A peça de teatro com autoria de David Silva, exibida em 2014 pela Seara – Companhia de Teatro de Beja, falava da nossa dependência de aparatos tecnológicos, aparentemente desenvolvidos para nos aproximarmos uns dos outros, mas que acabam por nos afastar. Ironicamente, não foi introduzida tecnologia no design dos figurinos para o espectáculo, embora a relação criada entre eles e o espaço cênico, através do design de luz de Paulo Santos, tenha contribuído para uma percepção tecnológica do vestuário, devido aos reflexos e aos contrastes entre translúcido e opaco. Utilizei apenas organza e cetim, estruturados por barbatanas! Penso que criamos a tal transparência necessária, sobre a qual falava anteriormente, pois a percepção do público foi a de estar perante dois gadgets eletrônicos (celular e tablet), também devido ao contexto recriado. É também necessário avaliar a inclusão das tecnologias no vestuário, pois corremos o risco de obtermos resultados gratuitos e desinteressantes. Há também outros fatores a considerar, tais como recursos financeiros e tempo e, neste caso, os figurinos foram concebidos e confeccionados em menos de um mês. Além disso, há de se levar em consideração que o design de figurinos tecnológicos tem de contar com a disponibilidade dos atores para participarem do processo, pois deverão posteriormente manipulá-los como uma segunda pele. E isso sem contar com a eventual participação de engenheiros na construção das peças. Seja como for, o meu objetivo a curto prazo é, obviamente, vir a fazê-lo, mas penso que é necessário obter premissas que o sustentem, através de experiências de design exploratório, como tenho feito.
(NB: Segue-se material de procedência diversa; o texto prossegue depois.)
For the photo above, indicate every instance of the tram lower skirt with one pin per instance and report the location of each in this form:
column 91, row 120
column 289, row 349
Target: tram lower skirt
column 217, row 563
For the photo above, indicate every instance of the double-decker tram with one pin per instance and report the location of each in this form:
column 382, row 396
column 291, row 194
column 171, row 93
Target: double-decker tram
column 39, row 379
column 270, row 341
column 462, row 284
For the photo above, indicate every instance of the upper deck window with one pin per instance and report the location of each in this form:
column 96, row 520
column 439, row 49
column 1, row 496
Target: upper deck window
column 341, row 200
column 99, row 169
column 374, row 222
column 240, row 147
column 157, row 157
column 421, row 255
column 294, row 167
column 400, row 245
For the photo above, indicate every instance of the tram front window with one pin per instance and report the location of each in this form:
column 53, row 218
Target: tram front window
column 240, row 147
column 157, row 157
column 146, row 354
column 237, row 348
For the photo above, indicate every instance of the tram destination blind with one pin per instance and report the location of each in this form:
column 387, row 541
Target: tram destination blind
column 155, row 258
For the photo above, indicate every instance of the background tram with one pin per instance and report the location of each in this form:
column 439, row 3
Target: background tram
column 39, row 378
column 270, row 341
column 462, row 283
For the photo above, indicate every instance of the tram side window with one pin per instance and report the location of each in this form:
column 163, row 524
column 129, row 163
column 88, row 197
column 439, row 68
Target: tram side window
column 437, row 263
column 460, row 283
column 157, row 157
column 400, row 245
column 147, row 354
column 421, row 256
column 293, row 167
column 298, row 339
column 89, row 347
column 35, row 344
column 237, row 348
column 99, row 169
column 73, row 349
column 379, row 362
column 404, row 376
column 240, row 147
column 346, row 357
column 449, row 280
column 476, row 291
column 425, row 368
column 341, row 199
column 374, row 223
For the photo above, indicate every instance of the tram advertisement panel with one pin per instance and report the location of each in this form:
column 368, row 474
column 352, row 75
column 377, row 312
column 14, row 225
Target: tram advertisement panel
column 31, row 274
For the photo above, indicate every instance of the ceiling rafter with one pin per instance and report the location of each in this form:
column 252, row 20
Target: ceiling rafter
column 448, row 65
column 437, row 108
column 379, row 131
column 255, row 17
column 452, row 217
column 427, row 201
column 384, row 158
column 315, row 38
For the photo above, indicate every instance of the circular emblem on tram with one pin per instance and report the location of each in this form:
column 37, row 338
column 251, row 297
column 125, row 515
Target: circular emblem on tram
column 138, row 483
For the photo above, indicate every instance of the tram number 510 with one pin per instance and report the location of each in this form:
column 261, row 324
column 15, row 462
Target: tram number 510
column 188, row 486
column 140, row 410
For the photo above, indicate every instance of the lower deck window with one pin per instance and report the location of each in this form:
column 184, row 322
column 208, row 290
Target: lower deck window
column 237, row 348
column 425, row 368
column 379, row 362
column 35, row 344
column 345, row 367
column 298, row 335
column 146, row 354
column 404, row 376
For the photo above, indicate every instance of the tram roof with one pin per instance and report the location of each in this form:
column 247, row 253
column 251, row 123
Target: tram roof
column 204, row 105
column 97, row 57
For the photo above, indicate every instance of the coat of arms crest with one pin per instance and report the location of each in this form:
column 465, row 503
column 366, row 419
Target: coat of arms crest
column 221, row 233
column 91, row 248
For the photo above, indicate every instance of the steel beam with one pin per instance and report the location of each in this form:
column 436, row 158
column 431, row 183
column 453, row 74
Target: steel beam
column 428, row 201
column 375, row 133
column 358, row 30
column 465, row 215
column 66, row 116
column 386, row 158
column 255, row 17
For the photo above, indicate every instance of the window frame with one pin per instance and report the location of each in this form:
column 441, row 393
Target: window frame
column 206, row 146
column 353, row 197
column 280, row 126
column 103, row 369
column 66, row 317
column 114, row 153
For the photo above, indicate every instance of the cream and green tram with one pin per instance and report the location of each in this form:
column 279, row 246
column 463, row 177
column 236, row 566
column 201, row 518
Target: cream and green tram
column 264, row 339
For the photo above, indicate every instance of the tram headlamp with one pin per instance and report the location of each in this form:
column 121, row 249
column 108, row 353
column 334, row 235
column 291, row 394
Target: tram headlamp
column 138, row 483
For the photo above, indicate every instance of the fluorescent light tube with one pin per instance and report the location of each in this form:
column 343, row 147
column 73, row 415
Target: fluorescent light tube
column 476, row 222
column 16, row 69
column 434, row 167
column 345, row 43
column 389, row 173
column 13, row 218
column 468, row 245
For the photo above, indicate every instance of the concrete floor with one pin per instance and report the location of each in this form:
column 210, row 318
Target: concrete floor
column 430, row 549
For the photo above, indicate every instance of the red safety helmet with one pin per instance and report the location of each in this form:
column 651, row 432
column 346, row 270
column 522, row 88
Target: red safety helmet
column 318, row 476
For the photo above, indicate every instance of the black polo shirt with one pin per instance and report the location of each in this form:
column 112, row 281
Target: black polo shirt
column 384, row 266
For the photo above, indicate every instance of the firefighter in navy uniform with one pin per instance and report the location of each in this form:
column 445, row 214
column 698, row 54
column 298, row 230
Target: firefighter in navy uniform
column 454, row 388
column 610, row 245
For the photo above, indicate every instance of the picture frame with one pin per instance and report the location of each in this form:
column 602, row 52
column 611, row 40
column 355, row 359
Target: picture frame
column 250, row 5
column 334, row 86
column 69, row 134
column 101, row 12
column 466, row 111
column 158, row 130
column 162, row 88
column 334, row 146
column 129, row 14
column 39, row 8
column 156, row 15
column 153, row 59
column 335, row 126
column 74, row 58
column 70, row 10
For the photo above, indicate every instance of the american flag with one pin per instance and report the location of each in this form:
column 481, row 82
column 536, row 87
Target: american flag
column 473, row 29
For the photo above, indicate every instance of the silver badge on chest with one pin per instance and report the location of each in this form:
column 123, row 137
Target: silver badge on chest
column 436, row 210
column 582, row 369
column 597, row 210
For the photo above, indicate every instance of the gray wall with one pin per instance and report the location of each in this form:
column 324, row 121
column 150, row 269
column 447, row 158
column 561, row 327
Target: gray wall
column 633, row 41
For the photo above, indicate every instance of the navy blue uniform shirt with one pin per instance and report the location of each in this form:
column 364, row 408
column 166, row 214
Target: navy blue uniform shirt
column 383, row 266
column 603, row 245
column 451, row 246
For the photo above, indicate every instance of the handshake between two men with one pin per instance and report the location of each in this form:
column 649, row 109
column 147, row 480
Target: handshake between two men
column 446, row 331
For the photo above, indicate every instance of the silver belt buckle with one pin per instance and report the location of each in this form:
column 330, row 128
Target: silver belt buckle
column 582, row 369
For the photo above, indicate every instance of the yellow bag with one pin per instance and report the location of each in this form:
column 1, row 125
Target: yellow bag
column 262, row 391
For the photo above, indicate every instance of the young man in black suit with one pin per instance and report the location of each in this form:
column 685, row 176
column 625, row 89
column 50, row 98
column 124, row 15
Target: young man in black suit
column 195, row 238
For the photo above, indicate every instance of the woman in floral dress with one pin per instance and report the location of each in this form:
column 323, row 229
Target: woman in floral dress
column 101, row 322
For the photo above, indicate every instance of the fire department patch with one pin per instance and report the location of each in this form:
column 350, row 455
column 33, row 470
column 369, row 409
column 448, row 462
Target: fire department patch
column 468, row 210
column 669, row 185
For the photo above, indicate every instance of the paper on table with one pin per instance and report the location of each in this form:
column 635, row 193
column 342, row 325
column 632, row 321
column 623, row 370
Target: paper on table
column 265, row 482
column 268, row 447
2015 foi anunciado como o ano das tecnologias vestíveis. Em Portugal, quais são as reais oportunidades nesse campo de estudo para os criadores recém-formados em moda? Quais as dificuldades encontradas para quem quer desenvolver uma moda que converse com outras disciplinas?
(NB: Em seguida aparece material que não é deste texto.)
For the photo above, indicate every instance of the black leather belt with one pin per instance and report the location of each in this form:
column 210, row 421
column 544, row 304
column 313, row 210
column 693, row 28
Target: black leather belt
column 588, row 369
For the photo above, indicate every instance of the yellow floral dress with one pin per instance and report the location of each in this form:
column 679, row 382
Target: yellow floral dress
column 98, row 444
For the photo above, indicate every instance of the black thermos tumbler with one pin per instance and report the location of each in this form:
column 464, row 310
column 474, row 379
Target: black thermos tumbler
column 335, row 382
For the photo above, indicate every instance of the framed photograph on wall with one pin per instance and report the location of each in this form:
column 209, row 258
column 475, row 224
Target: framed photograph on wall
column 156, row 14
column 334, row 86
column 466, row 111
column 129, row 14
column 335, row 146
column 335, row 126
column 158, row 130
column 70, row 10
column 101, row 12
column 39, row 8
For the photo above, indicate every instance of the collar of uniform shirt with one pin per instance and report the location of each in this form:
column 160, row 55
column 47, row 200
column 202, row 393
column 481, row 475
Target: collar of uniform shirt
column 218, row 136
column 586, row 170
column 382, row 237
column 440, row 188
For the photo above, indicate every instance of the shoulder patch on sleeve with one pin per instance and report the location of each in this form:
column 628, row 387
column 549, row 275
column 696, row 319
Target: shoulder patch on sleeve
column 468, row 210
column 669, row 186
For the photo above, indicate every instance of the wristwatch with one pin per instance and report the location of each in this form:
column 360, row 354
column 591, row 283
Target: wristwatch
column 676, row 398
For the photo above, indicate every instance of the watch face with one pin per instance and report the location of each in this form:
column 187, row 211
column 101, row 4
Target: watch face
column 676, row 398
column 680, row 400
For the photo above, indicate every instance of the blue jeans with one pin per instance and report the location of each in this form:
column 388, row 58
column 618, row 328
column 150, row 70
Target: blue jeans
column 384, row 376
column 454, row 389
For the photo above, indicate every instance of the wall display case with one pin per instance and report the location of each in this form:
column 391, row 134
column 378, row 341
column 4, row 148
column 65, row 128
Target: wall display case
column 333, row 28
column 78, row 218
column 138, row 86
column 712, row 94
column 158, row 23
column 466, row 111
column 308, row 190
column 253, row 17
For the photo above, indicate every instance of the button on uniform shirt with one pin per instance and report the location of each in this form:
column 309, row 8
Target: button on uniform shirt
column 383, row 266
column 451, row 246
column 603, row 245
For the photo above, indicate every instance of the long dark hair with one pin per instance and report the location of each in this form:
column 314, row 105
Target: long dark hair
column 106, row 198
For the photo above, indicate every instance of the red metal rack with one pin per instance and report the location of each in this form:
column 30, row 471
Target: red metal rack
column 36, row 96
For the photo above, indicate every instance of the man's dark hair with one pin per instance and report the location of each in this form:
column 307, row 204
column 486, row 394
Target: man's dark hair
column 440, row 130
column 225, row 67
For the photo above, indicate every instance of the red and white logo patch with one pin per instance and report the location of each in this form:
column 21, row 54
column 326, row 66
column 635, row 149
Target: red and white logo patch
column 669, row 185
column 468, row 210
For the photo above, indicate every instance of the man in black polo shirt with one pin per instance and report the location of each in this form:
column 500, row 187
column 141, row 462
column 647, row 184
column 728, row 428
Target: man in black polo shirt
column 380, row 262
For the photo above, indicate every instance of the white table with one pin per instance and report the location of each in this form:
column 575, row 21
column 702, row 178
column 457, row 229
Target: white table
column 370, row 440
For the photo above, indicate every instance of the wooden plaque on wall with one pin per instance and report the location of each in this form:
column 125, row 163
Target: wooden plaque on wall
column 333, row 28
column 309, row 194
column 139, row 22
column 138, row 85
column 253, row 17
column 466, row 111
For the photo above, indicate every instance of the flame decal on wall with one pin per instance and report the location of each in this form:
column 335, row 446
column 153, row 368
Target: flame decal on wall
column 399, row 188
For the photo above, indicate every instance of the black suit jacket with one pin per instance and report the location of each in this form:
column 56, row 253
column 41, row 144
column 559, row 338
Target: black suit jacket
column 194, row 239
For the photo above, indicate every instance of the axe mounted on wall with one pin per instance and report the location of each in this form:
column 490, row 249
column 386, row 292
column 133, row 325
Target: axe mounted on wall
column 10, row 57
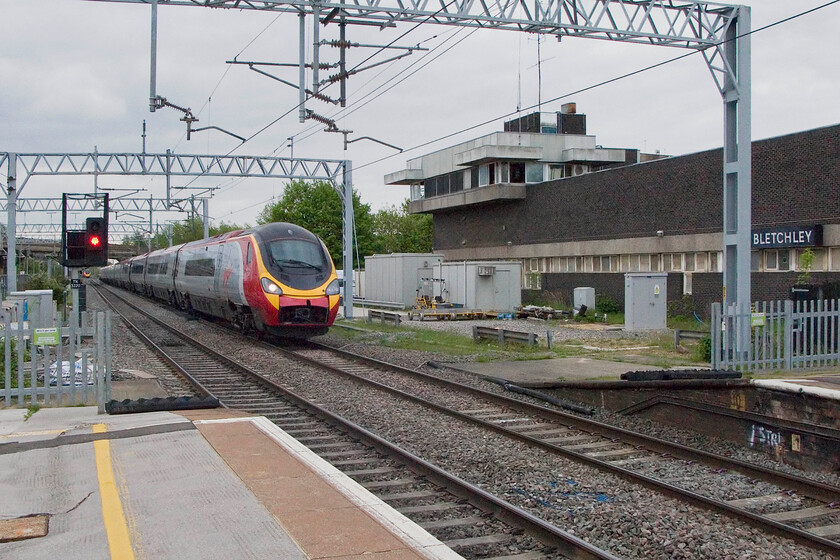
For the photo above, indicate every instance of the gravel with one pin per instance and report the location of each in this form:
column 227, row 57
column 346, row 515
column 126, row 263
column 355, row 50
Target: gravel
column 628, row 520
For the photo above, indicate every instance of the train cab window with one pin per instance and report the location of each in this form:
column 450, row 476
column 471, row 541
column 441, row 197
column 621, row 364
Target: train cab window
column 296, row 255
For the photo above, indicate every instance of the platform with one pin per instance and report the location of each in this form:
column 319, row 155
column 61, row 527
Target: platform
column 202, row 484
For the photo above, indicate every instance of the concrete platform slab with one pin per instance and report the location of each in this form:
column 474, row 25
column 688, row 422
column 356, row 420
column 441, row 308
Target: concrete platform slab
column 553, row 370
column 254, row 493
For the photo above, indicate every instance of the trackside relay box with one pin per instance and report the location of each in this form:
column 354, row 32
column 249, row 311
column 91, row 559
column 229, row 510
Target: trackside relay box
column 645, row 301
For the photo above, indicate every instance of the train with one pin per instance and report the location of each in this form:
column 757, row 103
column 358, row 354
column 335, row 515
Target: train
column 275, row 278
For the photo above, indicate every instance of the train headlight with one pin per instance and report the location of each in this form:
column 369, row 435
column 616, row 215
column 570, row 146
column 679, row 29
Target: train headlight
column 333, row 288
column 270, row 287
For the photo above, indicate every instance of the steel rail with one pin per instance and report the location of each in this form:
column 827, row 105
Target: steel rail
column 756, row 520
column 548, row 534
column 804, row 486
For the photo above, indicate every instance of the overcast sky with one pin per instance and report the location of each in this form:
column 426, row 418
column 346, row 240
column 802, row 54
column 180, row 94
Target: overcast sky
column 75, row 75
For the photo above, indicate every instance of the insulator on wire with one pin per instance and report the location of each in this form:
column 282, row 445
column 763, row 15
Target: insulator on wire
column 338, row 43
column 321, row 97
column 321, row 119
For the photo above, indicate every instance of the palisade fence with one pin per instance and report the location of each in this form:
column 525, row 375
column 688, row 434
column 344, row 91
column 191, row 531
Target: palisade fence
column 55, row 364
column 776, row 335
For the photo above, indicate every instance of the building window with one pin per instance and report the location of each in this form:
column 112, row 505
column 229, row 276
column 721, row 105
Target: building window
column 656, row 263
column 533, row 173
column 503, row 172
column 676, row 261
column 517, row 172
column 777, row 259
column 818, row 265
column 834, row 258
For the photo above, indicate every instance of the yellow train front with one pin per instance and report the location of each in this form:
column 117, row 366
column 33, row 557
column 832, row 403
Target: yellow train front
column 277, row 278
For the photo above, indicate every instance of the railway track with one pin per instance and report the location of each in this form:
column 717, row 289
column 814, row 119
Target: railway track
column 466, row 518
column 775, row 502
column 787, row 505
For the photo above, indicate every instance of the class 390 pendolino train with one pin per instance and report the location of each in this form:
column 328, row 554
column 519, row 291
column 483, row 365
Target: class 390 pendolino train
column 276, row 278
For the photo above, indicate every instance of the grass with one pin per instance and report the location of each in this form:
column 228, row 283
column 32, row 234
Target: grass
column 33, row 408
column 660, row 354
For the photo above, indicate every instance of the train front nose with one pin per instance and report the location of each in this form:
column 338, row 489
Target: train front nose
column 312, row 311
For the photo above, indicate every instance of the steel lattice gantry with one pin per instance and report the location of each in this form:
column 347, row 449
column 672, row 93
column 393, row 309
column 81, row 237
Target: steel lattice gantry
column 169, row 165
column 720, row 31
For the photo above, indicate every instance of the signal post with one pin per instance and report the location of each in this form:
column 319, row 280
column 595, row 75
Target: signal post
column 83, row 248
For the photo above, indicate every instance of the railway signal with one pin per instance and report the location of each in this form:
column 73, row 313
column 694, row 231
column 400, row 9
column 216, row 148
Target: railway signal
column 87, row 247
column 96, row 242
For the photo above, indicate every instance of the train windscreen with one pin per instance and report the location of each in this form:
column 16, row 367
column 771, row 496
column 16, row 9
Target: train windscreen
column 297, row 256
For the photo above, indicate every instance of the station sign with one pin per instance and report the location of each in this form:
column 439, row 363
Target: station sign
column 787, row 236
column 46, row 337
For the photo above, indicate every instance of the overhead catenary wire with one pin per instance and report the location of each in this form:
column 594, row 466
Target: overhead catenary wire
column 596, row 85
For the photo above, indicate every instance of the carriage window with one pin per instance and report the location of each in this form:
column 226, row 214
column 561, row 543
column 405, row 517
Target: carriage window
column 200, row 267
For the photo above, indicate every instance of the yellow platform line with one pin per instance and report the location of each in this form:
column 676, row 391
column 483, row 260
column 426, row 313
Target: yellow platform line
column 112, row 511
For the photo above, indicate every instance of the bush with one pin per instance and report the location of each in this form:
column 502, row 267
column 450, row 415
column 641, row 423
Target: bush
column 547, row 298
column 703, row 350
column 606, row 304
column 40, row 281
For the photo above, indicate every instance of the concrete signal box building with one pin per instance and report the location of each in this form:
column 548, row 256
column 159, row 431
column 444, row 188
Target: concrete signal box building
column 573, row 213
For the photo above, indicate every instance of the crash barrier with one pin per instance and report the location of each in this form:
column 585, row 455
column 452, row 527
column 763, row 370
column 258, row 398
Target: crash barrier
column 55, row 364
column 384, row 316
column 503, row 335
column 362, row 302
column 159, row 404
column 688, row 335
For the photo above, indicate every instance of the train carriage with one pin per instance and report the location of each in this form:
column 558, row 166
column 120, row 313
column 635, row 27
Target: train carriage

Não sei defini-las bem nem quantificá-las, mas sei que estão a surgir, pois o assunto é emergente. Escolhi esta área de estudo para o doutorado, precisamente por me perguntar o mesmo que me está a perguntar agora. Como poderia desenhar com o recurso da tecnologia, não estando ligada à Academia, ao tecido empresarial, aos especialistas e aos engenheiros têxteis? Comecei por pedir orientação científica a uma engenheira têxtil, a Professora Doutora Manuela Cristina Figueiredo. Esta área do design é complexa, pelo fato de que existe um fosso entre designers e engenheiros, ou seja, é urgente incutir a perspectiva do designer na área da engenharia e vice-versa, mas de um modo sustentado. Com o uso de tecnologia em moda, o trabalho tem de ser em equipe multidisciplinar, é essa a imposição das tecnologias vestíveis. É como juntar arte e ciência. E isso nem sempre é possível ou exequível, pois exige, além do investimento em materiais de última geração, a disponibilidade para um design em colaboração. Como acontece com o design de um smartphone, por exemplo. Portanto, eu mesma estou tentando trilhar esse caminho, estabelecendo parcerias no meio, tendo à disposição instituições como a Universidade do Minho, o Centro Ibérico de Nanotecnologia, o Citeve ou o Instituto Superior Técnico. Voltando à sua pergunta, a dificuldade não está tanto em a moda conversar com outras disciplinas, pois já o faz sem se dar conta disso, porque normalmente os designers de moda são também um pouco artistas e conseguem até fazê-lo sozinhos. Acontece que quando esse diálogo envolve moda e tecnologia, o caso muda de figura, é mais difícil, mas não é impossível. Em contrapartida, pode até potencializar o cruzamento de disciplinas e autores, acompanhando o desenvolvimento de interfaces de tantas outras áreas, entre elas a música ou o vídeo. Neste momento, o segredo está em saber equilibrar as premissas conceituais para o cruzamento dessas disciplinas com o modo como nos projetamos enquanto indivíduos, nesta época de transição em que a tecnologia é para nós um vício, mas que pode vir a fazer parte de nós, num ápice, de um modo inimaginável.